Fiber is a carbohydrate found in plant based foods. This nutrient is unique because while it can’t be digested by humans, it moves through the digestive tract along with other digestible nutrients. One benefit of this is that as fiber stays intact, it absorbs water creating more bulk which allows you to feel fuller. It also fuels your colon cells, helping your body process and get rid of waste. Fiber is an important part of good gut health, and this is especially true the older you get.
What Foods have Fiber?
It is estimated that the average adult consumes less than half the recommended amount of fiber, and incorporating fiber rich foods into your regular diet could easily be the change you need! Mainy of your main food groups contain fiber, so in order to reach the recommended amount of 25 grams for women and 38 grams for men, add these to your shopping list!
Fruits: Avocados, pears, raspberries, strawberries, passion fruit, breadfruit, and boysenberries.
Vegetables: Artichokes, broccoli, sweet potatoes, beets, carrots, brussel sprouts, and kale
(Most vegetables have a healthy dose of fiber, so including any should see an increase in fiber and gut health)
Legumes: Lentils, black beans, lima beans, chickpeas, kidney beans
Grains: Oats, popcorn, brown rice, quinoa and barley
Fiber and Weight Loss
One trend in dietary studies have linked the increase of fiber to a decrease in weight gain. There are several reasons for this, but the biggest is that fiber filled foods do make you feel more full than foods without it. A general, more satisfied feeling with your food causes you to eat less and crave less foods that are high in sugar and fat. This is one reason why individuals who consume the recommended amount of fiber tend to have lower rates of heart disease, diabetes, obesity, hypertension, and digestive issues.

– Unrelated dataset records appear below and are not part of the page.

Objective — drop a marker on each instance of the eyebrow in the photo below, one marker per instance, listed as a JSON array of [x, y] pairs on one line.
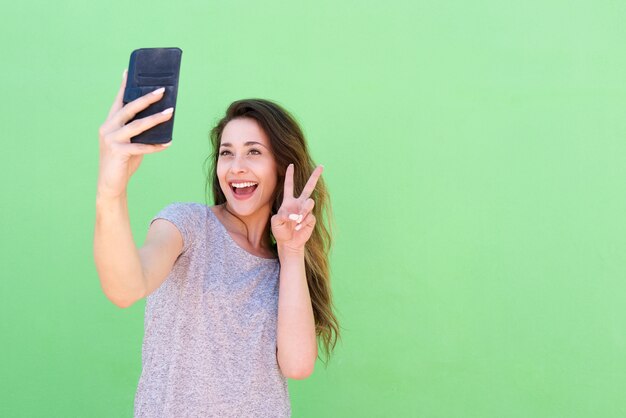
[[247, 144]]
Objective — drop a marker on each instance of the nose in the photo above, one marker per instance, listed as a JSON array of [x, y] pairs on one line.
[[238, 165]]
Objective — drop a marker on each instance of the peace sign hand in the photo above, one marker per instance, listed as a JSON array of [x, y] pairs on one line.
[[293, 225]]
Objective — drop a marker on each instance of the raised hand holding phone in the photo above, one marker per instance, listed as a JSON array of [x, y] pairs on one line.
[[119, 158]]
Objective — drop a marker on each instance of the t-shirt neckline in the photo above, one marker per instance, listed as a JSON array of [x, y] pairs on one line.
[[232, 240]]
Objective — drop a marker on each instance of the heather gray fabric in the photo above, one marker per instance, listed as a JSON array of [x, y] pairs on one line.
[[209, 348]]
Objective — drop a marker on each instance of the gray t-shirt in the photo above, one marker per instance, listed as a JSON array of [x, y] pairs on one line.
[[209, 347]]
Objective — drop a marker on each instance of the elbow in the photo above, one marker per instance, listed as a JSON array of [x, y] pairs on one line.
[[122, 301], [298, 371], [299, 374]]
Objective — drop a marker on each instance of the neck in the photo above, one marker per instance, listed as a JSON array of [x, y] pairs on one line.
[[255, 227]]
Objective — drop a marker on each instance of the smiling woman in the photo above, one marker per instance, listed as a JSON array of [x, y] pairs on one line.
[[238, 293]]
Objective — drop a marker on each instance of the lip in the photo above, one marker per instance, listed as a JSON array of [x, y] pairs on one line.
[[230, 182], [242, 197]]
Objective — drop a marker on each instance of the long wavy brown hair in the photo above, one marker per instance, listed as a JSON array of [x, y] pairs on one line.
[[289, 146]]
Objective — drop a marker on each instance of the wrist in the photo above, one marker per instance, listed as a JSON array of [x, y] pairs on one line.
[[287, 251]]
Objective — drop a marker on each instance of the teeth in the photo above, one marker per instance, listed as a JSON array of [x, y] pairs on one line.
[[240, 185]]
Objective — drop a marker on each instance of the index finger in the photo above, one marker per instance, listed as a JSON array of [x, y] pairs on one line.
[[117, 103], [310, 184], [288, 182]]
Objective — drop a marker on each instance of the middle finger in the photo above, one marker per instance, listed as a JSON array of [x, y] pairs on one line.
[[126, 113]]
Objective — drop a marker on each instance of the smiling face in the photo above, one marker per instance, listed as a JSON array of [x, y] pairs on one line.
[[246, 168]]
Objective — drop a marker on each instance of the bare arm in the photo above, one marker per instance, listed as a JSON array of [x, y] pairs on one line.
[[126, 273], [292, 227], [296, 340]]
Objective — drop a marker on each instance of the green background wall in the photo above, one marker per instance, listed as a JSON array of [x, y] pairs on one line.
[[475, 155]]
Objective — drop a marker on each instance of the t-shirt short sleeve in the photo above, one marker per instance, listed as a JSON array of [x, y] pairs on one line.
[[186, 216]]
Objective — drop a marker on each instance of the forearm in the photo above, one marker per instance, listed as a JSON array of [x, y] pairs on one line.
[[115, 254], [296, 340]]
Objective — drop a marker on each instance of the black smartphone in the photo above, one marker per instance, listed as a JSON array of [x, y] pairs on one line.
[[149, 69]]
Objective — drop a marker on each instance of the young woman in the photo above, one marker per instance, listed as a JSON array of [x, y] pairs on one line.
[[237, 294]]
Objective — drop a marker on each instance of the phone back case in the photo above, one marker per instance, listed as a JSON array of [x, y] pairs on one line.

Consider Fiber Supplements
Some people struggle to get the recommended amount of fiber. For many, conditions like a gluten allergy or celiacs reduces the amount of food groups available, considering most people get their fiber through grain or wheat based products. If you think you might be coming up short on your fiber intake, or if you feel like your body has a bad reaction to high fiber foods, consult with your doctor or nutritionist on the best ways to get what you need to be healthy!